Но я не хотел его отпускать, и он не хотел тоже.
Пустые стаканы стояли на столике, она с усилием поднялась и прижала к груди сложенное одеяло. Она хотела уйти к себе в комнату и лечь. Она резко зажмурилась, спустя время открыла глаза, я поднялся и заступил ей дорогу.
— Тебе плохо? — спросил я.
— Да.
— Могу что-нибудь для тебя сделать, если хочешь, — сказал я, но она подняла руку и сказала:
— Все, что надо, я сделаю сама. Дай-ка пройти. — Она постучала мне по груди.
— Мама, но почему я не могу ничего для тебя сделать? Я же хочу.
— Очень может быть. Но ничего не выйдет. И не будем больше об этом говорить.
И мы не стали больше об этом говорить, у меня жгло глаза и распирало ноги, а она отодвинула меня с дороги и прошла в комнату, а оттуда дальше в спальню и закрыла за собой дверь; стало совершенно тихо.
Я пошел было следом, но остановился перед дверью, я просто стоял и смотрел на нее. Потом обернулся и посмотрелся в зеркало, оно висело на той стене, где ванная, и мне не понравилось отражение, не понравились глаза. Я чувствовал беспокойство. Принес с террасы стаканы и поставил их рядом с мойкой, потом переставил в мойку, налил в них теплую волу, капнул мыла, вымыл стаканы, вымыл блюдца, вымыл чашки от чая, вымыл все, что нашел, и расставил по местам в шкафчиках, потом старательно вымыл мойку и столик рядом, клеенку на обеденном столе, больше делать было нечего.

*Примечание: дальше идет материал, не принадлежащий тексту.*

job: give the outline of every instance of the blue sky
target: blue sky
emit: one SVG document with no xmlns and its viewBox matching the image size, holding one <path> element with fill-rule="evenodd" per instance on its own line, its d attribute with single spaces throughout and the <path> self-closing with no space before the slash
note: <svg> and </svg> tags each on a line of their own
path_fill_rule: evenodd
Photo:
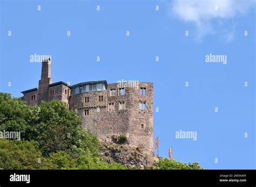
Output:
<svg viewBox="0 0 256 187">
<path fill-rule="evenodd" d="M 38 86 L 35 53 L 51 55 L 53 82 L 153 82 L 161 156 L 172 146 L 182 162 L 256 168 L 255 1 L 1 3 L 0 91 L 21 97 Z M 206 62 L 210 54 L 226 55 L 227 63 Z M 197 132 L 197 140 L 176 138 L 180 130 Z"/>
</svg>

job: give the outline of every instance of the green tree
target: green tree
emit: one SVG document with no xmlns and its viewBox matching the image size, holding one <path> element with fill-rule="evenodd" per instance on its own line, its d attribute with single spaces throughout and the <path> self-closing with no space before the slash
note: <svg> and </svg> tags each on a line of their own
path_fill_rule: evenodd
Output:
<svg viewBox="0 0 256 187">
<path fill-rule="evenodd" d="M 44 155 L 63 150 L 74 157 L 99 156 L 99 141 L 81 124 L 77 111 L 60 101 L 31 106 L 0 93 L 0 131 L 20 131 L 22 139 L 38 142 Z"/>
<path fill-rule="evenodd" d="M 165 158 L 164 159 L 160 159 L 158 161 L 155 162 L 154 166 L 156 169 L 204 169 L 201 168 L 199 165 L 198 162 L 194 162 L 192 163 L 190 162 L 188 164 L 185 163 L 181 163 L 176 161 L 173 159 L 168 159 Z M 151 168 L 149 168 L 151 169 Z"/>
</svg>

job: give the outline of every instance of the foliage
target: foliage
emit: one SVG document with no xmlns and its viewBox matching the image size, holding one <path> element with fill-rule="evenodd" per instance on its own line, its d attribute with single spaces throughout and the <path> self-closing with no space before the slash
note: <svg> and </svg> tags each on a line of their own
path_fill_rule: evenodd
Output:
<svg viewBox="0 0 256 187">
<path fill-rule="evenodd" d="M 0 168 L 53 169 L 57 166 L 43 156 L 34 141 L 0 139 Z"/>
<path fill-rule="evenodd" d="M 173 159 L 168 159 L 165 158 L 164 159 L 160 159 L 158 161 L 155 162 L 154 163 L 157 169 L 164 170 L 164 169 L 193 169 L 199 170 L 204 169 L 201 168 L 199 165 L 198 162 L 194 162 L 192 163 L 190 162 L 188 164 L 185 163 L 181 163 L 176 161 Z M 149 168 L 150 169 L 150 168 Z"/>
<path fill-rule="evenodd" d="M 70 111 L 62 102 L 31 106 L 0 93 L 0 131 L 20 131 L 22 139 L 38 141 L 45 154 L 63 150 L 73 156 L 98 156 L 99 141 L 81 124 L 76 111 Z"/>
</svg>

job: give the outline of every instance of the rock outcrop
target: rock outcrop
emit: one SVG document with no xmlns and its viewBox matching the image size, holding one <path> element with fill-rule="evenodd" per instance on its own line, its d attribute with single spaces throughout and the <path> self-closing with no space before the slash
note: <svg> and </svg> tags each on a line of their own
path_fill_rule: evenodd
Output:
<svg viewBox="0 0 256 187">
<path fill-rule="evenodd" d="M 147 167 L 147 157 L 143 155 L 141 147 L 131 147 L 127 143 L 113 142 L 101 142 L 100 155 L 107 162 L 115 161 L 127 168 L 144 169 Z"/>
</svg>

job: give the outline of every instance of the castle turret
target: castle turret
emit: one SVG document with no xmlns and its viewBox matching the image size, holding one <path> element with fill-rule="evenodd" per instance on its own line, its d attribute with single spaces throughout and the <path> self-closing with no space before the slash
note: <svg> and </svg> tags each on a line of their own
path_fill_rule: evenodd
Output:
<svg viewBox="0 0 256 187">
<path fill-rule="evenodd" d="M 42 62 L 41 80 L 39 81 L 38 102 L 48 100 L 49 85 L 52 83 L 51 77 L 51 59 L 44 59 Z"/>
</svg>

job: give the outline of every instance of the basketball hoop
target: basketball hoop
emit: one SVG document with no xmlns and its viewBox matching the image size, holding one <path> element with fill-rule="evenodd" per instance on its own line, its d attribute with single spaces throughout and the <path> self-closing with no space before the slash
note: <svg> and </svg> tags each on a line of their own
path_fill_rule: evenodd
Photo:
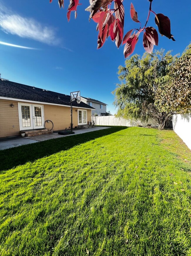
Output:
<svg viewBox="0 0 191 256">
<path fill-rule="evenodd" d="M 72 123 L 72 102 L 75 101 L 78 104 L 81 102 L 80 98 L 80 92 L 78 91 L 77 92 L 73 92 L 70 93 L 70 108 L 71 111 L 71 132 L 72 133 L 75 133 L 73 131 L 73 124 Z"/>
<path fill-rule="evenodd" d="M 78 103 L 80 103 L 81 99 L 80 98 L 80 92 L 78 91 L 77 92 L 73 92 L 70 93 L 70 100 L 72 101 L 75 100 Z"/>
</svg>

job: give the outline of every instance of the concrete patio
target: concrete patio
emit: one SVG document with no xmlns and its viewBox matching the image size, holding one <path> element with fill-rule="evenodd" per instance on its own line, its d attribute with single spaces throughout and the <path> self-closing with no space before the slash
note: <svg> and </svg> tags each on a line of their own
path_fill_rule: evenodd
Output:
<svg viewBox="0 0 191 256">
<path fill-rule="evenodd" d="M 31 137 L 12 137 L 12 138 L 3 138 L 0 139 L 0 150 L 18 147 L 21 145 L 25 145 L 31 143 L 35 143 L 50 140 L 51 139 L 56 139 L 57 138 L 70 136 L 77 134 L 80 134 L 85 133 L 99 131 L 110 128 L 108 127 L 96 127 L 87 129 L 74 129 L 75 134 L 61 135 L 58 134 L 57 132 L 53 133 L 48 134 L 43 134 Z"/>
</svg>

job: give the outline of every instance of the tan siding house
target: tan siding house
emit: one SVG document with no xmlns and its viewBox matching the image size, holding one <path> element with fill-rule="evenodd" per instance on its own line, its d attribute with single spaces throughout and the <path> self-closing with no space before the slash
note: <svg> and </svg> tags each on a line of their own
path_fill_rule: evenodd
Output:
<svg viewBox="0 0 191 256">
<path fill-rule="evenodd" d="M 49 92 L 46 91 L 46 98 L 43 98 L 43 101 L 40 101 L 39 100 L 41 97 L 38 95 L 31 95 L 33 91 L 30 93 L 31 89 L 30 88 L 29 88 L 28 95 L 27 94 L 22 95 L 21 90 L 20 97 L 23 99 L 19 99 L 18 97 L 19 96 L 18 91 L 20 89 L 20 87 L 23 86 L 26 88 L 28 86 L 17 84 L 16 87 L 12 88 L 13 83 L 0 81 L 0 138 L 19 136 L 21 131 L 45 128 L 51 129 L 52 125 L 51 122 L 46 122 L 45 127 L 45 121 L 47 120 L 53 123 L 54 131 L 63 130 L 71 126 L 70 96 L 50 92 L 50 97 L 48 97 L 47 92 Z M 5 83 L 4 87 L 3 84 Z M 13 86 L 14 85 L 14 84 Z M 35 92 L 37 91 L 38 94 L 43 96 L 44 90 L 36 89 Z M 16 99 L 14 97 L 14 91 Z M 33 97 L 36 100 L 31 100 Z M 60 102 L 59 100 L 62 100 L 63 98 L 63 102 Z M 57 104 L 58 103 L 63 104 Z M 75 105 L 72 108 L 73 127 L 87 124 L 91 122 L 92 108 L 82 102 L 79 104 L 75 102 L 74 105 Z"/>
</svg>

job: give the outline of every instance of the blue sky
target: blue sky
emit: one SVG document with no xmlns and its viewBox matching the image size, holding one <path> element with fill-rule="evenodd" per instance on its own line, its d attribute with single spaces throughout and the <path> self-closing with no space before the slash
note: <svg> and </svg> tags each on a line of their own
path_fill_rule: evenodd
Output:
<svg viewBox="0 0 191 256">
<path fill-rule="evenodd" d="M 116 112 L 111 92 L 119 82 L 117 74 L 125 59 L 123 46 L 118 49 L 109 38 L 97 49 L 96 24 L 89 22 L 89 13 L 84 10 L 89 1 L 81 0 L 78 16 L 71 13 L 66 18 L 69 1 L 60 9 L 57 0 L 33 1 L 0 0 L 0 41 L 29 48 L 0 44 L 0 73 L 11 81 L 68 94 L 80 90 L 81 95 L 108 104 L 107 110 Z M 133 0 L 139 19 L 144 24 L 150 2 Z M 130 1 L 124 0 L 124 33 L 137 27 L 130 15 Z M 158 47 L 181 53 L 190 41 L 189 0 L 153 0 L 153 9 L 168 16 L 171 22 L 174 42 L 159 35 Z M 148 26 L 157 28 L 154 15 L 151 14 Z M 140 38 L 134 53 L 144 50 Z"/>
</svg>

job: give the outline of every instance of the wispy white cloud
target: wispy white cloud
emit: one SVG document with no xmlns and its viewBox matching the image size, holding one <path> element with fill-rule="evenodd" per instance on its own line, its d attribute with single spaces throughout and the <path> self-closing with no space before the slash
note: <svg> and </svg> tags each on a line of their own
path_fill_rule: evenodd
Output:
<svg viewBox="0 0 191 256">
<path fill-rule="evenodd" d="M 0 28 L 7 34 L 33 39 L 50 45 L 60 43 L 55 28 L 43 25 L 32 18 L 13 13 L 0 2 Z"/>
<path fill-rule="evenodd" d="M 14 47 L 18 47 L 19 48 L 23 48 L 24 49 L 30 49 L 30 50 L 37 50 L 38 49 L 36 48 L 33 48 L 31 47 L 28 47 L 26 46 L 23 46 L 22 45 L 14 45 L 13 44 L 10 44 L 9 43 L 6 43 L 5 42 L 1 42 L 0 41 L 0 44 L 3 45 L 7 45 L 8 46 L 12 46 Z"/>
</svg>

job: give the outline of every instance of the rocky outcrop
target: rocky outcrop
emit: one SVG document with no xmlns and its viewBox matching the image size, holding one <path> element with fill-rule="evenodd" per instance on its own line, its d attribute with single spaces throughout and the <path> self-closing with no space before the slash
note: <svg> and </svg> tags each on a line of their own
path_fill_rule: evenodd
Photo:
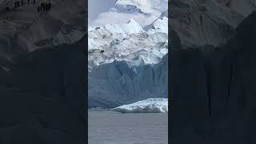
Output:
<svg viewBox="0 0 256 144">
<path fill-rule="evenodd" d="M 256 141 L 255 26 L 254 12 L 223 46 L 171 51 L 171 143 Z"/>
<path fill-rule="evenodd" d="M 84 42 L 22 55 L 5 74 L 0 143 L 85 143 Z"/>
<path fill-rule="evenodd" d="M 86 32 L 86 2 L 50 1 L 51 9 L 38 12 L 44 0 L 14 8 L 14 1 L 0 2 L 0 55 L 10 59 L 25 52 L 74 43 Z M 32 1 L 30 1 L 32 2 Z M 6 7 L 9 10 L 6 10 Z"/>
<path fill-rule="evenodd" d="M 237 26 L 253 10 L 254 1 L 171 0 L 170 24 L 183 48 L 223 46 Z"/>
<path fill-rule="evenodd" d="M 84 144 L 85 2 L 0 2 L 0 143 Z"/>
</svg>

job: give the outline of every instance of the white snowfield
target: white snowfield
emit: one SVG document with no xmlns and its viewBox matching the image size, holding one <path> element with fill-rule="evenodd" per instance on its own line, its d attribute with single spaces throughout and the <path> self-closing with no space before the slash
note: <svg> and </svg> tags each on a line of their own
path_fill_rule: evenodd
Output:
<svg viewBox="0 0 256 144">
<path fill-rule="evenodd" d="M 112 109 L 122 113 L 168 113 L 168 98 L 148 98 Z"/>
<path fill-rule="evenodd" d="M 124 24 L 92 26 L 88 34 L 88 69 L 114 61 L 129 66 L 158 63 L 168 53 L 168 18 L 142 27 L 130 19 Z"/>
<path fill-rule="evenodd" d="M 122 14 L 147 16 L 150 10 L 167 6 L 162 6 L 162 2 L 167 1 L 118 0 L 116 9 Z M 168 97 L 166 9 L 162 8 L 150 25 L 130 19 L 89 26 L 88 108 L 110 109 Z M 117 13 L 113 14 L 116 18 Z"/>
</svg>

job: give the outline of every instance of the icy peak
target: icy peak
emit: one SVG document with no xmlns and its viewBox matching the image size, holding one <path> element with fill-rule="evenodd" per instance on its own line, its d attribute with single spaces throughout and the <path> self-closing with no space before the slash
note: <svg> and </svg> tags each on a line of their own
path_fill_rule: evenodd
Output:
<svg viewBox="0 0 256 144">
<path fill-rule="evenodd" d="M 137 23 L 134 19 L 130 19 L 127 23 Z"/>
</svg>

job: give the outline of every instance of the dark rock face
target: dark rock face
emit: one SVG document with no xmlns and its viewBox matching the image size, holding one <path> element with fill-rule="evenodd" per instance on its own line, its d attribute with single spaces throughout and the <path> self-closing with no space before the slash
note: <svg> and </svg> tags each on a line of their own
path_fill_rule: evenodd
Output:
<svg viewBox="0 0 256 144">
<path fill-rule="evenodd" d="M 85 143 L 86 46 L 84 37 L 1 61 L 0 143 Z"/>
<path fill-rule="evenodd" d="M 237 26 L 253 10 L 255 1 L 171 0 L 170 25 L 183 48 L 223 46 Z"/>
<path fill-rule="evenodd" d="M 172 144 L 255 143 L 256 13 L 222 47 L 171 51 Z"/>
</svg>

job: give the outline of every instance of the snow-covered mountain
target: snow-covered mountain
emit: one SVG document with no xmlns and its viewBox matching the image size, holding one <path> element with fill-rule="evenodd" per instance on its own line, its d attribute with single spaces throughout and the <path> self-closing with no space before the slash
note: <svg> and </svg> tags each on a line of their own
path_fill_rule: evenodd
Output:
<svg viewBox="0 0 256 144">
<path fill-rule="evenodd" d="M 148 98 L 112 109 L 122 113 L 168 113 L 168 98 Z"/>
<path fill-rule="evenodd" d="M 117 1 L 110 11 L 147 17 L 154 10 L 163 9 L 162 1 Z M 123 23 L 89 26 L 88 108 L 114 108 L 146 98 L 167 98 L 166 13 L 162 10 L 148 25 L 130 18 Z"/>
<path fill-rule="evenodd" d="M 89 70 L 125 60 L 130 66 L 156 64 L 168 52 L 168 18 L 142 27 L 130 19 L 124 24 L 89 26 Z"/>
<path fill-rule="evenodd" d="M 167 0 L 117 0 L 113 7 L 90 21 L 90 25 L 121 24 L 134 19 L 144 26 L 152 23 L 168 9 Z"/>
</svg>

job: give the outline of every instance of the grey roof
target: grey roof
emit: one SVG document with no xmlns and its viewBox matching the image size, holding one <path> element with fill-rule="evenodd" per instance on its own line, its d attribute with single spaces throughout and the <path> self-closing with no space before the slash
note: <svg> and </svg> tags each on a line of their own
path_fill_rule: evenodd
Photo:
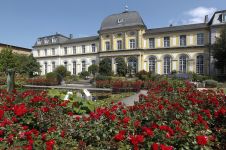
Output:
<svg viewBox="0 0 226 150">
<path fill-rule="evenodd" d="M 121 19 L 122 22 L 118 22 Z M 100 30 L 128 27 L 128 26 L 145 26 L 140 14 L 136 11 L 125 11 L 120 14 L 113 14 L 106 17 L 101 24 Z"/>
<path fill-rule="evenodd" d="M 82 42 L 89 42 L 89 41 L 95 41 L 95 40 L 99 40 L 99 36 L 89 36 L 89 37 L 70 39 L 63 42 L 62 44 L 82 43 Z"/>
<path fill-rule="evenodd" d="M 199 23 L 199 24 L 189 24 L 189 25 L 181 25 L 181 26 L 170 26 L 170 27 L 163 27 L 163 28 L 153 28 L 153 29 L 148 29 L 145 35 L 183 31 L 183 30 L 205 29 L 207 27 L 208 27 L 208 24 Z"/>
<path fill-rule="evenodd" d="M 214 18 L 214 16 L 217 14 L 217 13 L 224 13 L 224 12 L 226 12 L 226 10 L 220 10 L 220 11 L 216 11 L 214 14 L 213 14 L 213 16 L 211 17 L 211 19 L 210 19 L 210 21 L 209 21 L 209 25 L 212 25 L 212 23 L 213 23 L 213 18 Z"/>
</svg>

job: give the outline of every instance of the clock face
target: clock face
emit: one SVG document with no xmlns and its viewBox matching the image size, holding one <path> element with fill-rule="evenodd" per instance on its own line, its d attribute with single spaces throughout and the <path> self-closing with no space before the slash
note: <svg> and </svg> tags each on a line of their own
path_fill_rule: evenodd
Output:
<svg viewBox="0 0 226 150">
<path fill-rule="evenodd" d="M 118 22 L 118 24 L 120 24 L 120 23 L 124 22 L 124 19 L 123 18 L 119 18 L 117 22 Z"/>
</svg>

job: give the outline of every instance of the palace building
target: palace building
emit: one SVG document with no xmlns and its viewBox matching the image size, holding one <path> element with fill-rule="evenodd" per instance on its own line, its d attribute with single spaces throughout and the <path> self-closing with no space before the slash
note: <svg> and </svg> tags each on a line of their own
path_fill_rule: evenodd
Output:
<svg viewBox="0 0 226 150">
<path fill-rule="evenodd" d="M 40 37 L 33 46 L 33 55 L 42 66 L 42 75 L 58 65 L 78 74 L 103 58 L 111 60 L 116 73 L 119 57 L 133 73 L 218 73 L 209 45 L 226 26 L 226 10 L 215 12 L 210 20 L 203 16 L 203 20 L 199 24 L 148 29 L 138 12 L 125 11 L 106 17 L 96 36 L 73 38 L 56 33 Z M 220 73 L 226 73 L 226 69 Z"/>
</svg>

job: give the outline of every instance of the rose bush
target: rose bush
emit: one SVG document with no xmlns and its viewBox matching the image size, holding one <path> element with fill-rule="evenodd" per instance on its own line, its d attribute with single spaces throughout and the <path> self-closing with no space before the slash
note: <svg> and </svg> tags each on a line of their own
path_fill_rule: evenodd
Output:
<svg viewBox="0 0 226 150">
<path fill-rule="evenodd" d="M 150 81 L 148 87 L 134 106 L 112 103 L 84 116 L 45 91 L 1 90 L 0 147 L 226 149 L 222 90 L 198 91 L 189 82 L 167 80 Z"/>
</svg>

Она ушла к себе с такой поспешностью, что забыла свою книгу, «Острие бритвы», это было неслыханно, и она не крикнула мне, прося ее принести.
Я подошел к большому окну, отдернул занавеску и посмотрел на луг. Не увидел ни одного зверя, ни хоть чем-нибудь примечательной птицы. Придавленное облаками низкое солнце высвечивало высокую, жухлую, бледную траву и бросало черную тень за любым торчащим выше земли предметом, а вдалеке, на том краю луга, где стоит хутор, из трубы жилого дома шел дым. В слепящем свете сарай казался кипенно-белым. По дороге к хутору проехал мужчина на мопеде. На нем был шлем, ехал он медленно, и зеркало на руле пускало солнечные зайчики, а тарахтение моторчика резко разносилось в осеннем воздухе, его было слышно даже за окном в нашей комнате, где я стоял, отодвинув занавеску вбок. Я пошел за сапогами, которые поставил поближе к скворчащей печке. Подложил в нее пару полешек, чтобы огонь не загас, натянул сапоги, хотя они еще не просохли, туго зашнуровал на щиколотках высокую шнуровку, прошел через террасу и встал в косом холодном свете ноябрьского солнца на газоне перед летним домиком.
Взглянул на ту сторону луга. Из трубы в доме по-прежнему шел дым, но мопеда не было. Я повернулся и двинулся вдоль изгороди к лазу, где проложена тропинка к дому Хансена. Пригнулся и поднырнул под слегу, а на той стороне пошел кругом дома, размером вряд ли больше сторожки городского огородника, и нашел хозяина в небольшой мастерской, он согнулся над лодочным мотором, распятым на козлах. Хансен услышал шаги, разогнулся и повернулся ко мне с гаечным ключом в руке и своей милой, странной, беззубой улыбкой.
— Елки-моталки, как же ты похож на отца, — пророкотал он, и от его голоса задрожал воздух.
— Я знаю, — ответил я.
— Особенно в этой одежде, я даже подумал было… ну ты понимаешь…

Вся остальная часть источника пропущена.